Language of document : ECLI:EU:T:2011:278

Zaak T‑192/06

Caffaro Srl

tegen

Europese Commissie

„Mededinging – Mededingingsregelingen – Waterstofperoxide en natriumperboraat – Beschikking houdende vaststelling van inbreuk op artikel 81 EG – Geldboeten – Verjaring – Gedifferentieerde behandeling – Duur van inbreuk – Verzachtende omstandigheden”

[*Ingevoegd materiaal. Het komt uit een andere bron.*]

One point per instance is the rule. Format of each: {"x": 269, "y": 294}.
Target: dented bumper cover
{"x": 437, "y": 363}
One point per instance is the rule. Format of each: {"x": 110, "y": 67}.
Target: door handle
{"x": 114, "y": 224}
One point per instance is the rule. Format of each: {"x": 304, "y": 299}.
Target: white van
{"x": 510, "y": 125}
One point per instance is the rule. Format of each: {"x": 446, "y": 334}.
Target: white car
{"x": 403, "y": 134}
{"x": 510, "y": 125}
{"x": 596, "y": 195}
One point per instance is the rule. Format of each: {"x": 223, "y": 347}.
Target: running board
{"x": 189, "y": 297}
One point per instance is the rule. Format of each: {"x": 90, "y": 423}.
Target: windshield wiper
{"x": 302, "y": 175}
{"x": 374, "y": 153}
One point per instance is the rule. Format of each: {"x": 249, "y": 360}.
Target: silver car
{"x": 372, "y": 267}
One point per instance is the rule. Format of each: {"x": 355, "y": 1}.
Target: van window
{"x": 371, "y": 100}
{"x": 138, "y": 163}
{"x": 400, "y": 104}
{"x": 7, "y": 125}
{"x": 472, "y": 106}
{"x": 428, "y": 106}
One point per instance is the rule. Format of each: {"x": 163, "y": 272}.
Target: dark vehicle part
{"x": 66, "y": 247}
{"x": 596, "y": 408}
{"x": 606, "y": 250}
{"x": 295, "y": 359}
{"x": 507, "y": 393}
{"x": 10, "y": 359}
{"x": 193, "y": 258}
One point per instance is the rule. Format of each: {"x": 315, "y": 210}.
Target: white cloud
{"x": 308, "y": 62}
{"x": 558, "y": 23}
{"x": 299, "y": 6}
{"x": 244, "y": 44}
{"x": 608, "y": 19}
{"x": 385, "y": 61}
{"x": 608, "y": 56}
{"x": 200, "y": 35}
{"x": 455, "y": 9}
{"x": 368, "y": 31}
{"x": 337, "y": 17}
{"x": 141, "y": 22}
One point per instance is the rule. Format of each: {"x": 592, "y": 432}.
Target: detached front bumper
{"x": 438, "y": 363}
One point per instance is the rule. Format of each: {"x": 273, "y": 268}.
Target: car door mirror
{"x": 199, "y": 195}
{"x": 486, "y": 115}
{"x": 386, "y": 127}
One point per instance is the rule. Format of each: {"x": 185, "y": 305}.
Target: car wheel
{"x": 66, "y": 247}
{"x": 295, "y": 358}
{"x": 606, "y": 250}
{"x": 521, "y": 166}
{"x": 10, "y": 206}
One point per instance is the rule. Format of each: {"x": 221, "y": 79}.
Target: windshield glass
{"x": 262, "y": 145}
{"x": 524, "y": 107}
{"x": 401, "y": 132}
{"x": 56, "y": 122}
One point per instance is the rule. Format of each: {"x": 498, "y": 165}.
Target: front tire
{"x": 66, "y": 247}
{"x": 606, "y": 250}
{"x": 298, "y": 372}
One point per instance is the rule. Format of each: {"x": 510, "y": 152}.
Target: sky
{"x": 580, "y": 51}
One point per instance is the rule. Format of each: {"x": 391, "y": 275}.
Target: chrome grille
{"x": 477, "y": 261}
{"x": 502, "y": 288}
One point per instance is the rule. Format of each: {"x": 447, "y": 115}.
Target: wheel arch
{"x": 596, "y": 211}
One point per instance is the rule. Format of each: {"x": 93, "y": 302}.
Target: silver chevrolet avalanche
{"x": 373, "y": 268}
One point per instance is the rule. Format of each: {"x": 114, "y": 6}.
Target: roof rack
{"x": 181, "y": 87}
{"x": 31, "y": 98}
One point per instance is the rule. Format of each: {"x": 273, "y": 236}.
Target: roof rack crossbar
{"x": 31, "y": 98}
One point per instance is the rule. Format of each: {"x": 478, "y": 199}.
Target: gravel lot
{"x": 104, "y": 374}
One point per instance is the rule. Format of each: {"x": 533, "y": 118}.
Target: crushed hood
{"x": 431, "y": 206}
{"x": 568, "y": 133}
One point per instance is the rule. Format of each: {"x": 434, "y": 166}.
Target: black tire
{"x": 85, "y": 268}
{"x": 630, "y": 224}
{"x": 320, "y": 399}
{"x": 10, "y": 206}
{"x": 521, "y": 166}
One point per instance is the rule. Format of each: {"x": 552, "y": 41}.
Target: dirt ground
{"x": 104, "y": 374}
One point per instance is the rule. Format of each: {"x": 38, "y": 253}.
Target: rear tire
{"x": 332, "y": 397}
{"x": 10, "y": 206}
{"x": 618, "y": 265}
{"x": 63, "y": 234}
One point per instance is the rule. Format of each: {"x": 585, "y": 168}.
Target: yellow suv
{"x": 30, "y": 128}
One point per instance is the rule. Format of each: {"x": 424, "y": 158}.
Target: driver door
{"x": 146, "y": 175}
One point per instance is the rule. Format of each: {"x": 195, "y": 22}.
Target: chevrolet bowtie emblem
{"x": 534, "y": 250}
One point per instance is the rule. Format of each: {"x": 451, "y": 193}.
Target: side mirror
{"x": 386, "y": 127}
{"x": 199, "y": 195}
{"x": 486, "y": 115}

Samenvatting van het arrest

1.      Mededinging – Geldboeten – Bedrag – Vaststelling – Criteria – Beoordelingsmarge van Commissie

(Art. 81, lid 1, EG; mededeling 98/C 9/03 van de Commissie, punt 5, sub d)

2.      Mededinging – Geldboeten – Bedrag – Vaststelling – Criteria – Verzachtende omstandigheden – Deelneming die onder dwang zou zijn geschied – Situatie van economische afhankelijkheid

(Art. 81, lid 1, EG; mededeling 98/C 9/03 van de Commissie, punt 5, sub d)

3.      Mededinging – Geldboeten – Bedrag – Vaststelling – Beginsel van gelijke behandeling

(Art. 81, lid 1, EG; verordening nr. 1/2003 van de Raad, art. 23, leden 2 en 3)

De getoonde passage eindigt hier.